Alex Honnold, climbing’s most recognizable face, sees the sport’s explosive growth as inevitable rather than trendy. The expansion happening in San Francisco’s climbing gyms mirrors patterns worldwide.

“I don’t think it’s trendy—I kind of think the growth in climbing is mostly just meeting the natural demand. Right now, there’s just an appetite for more and better gyms, and those gyms are getting filled with people,” Honnold observes. “Literally, the whole world is seeing this kind of growth. You go to China, you see it. Same thing in Europe, where gyms are opening like crazy all over the world—and they’re great gyms.”

Climb Fest 2025 Celebrates Rock Climbing’s Boundless Future

But while climbing’s global expansion is undeniable, its local meaning in communities of color carries particular significance. New gyms in Oakland, Harlem, and other areas aren’t just meeting recreational demand—they’re creating spaces where young people can literally and metaphorically reach new heights.

Lang emphasizes that Black and Brown climbers bring something irreplaceable to the sport.

“We bring a certain essence to the sport that is beyond just climbing—it’s the sauce, the swagger, how we conduct ourselves. I want climbing to be something that’s regular, not extreme to see Black climbers—but I don’t ever want us to lose the sauce and the essence.”

This distinction is crucial. The future of climbing must create space not just for diverse bodies, but for diverse ways of being, celebrating, and moving through vertical space.

The push for inclusivity in climbing extends beyond racial diversity to encompass climbers with disabilities, varying economic backgrounds, and different gender expressions. Adaptive climbing programs are growing nationwide, proving that the sport’s fundamental appeal—problem-solving through movement—transcends physical limitation.
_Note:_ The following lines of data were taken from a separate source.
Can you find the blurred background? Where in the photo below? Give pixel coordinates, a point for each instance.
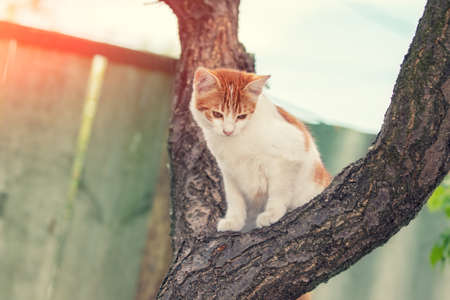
(85, 94)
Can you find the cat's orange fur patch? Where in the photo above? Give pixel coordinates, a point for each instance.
(294, 121)
(321, 175)
(229, 95)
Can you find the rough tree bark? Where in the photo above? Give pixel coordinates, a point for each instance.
(367, 203)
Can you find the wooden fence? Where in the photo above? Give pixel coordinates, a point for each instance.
(88, 247)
Organizations are pioneering techniques and equipment that make climbing accessible to athletes with visual impairments, limb differences, and spinal cord injuries. Their work demonstrates that the climbing community’s collaborative spirit can literally move mountains when applied to accessibility challenges.

The wall at Climb Fest 2025 will come down, but its lessons remain. Climbing’s future depends on building something more permanent: a culture where every person can see themselves reaching for the top.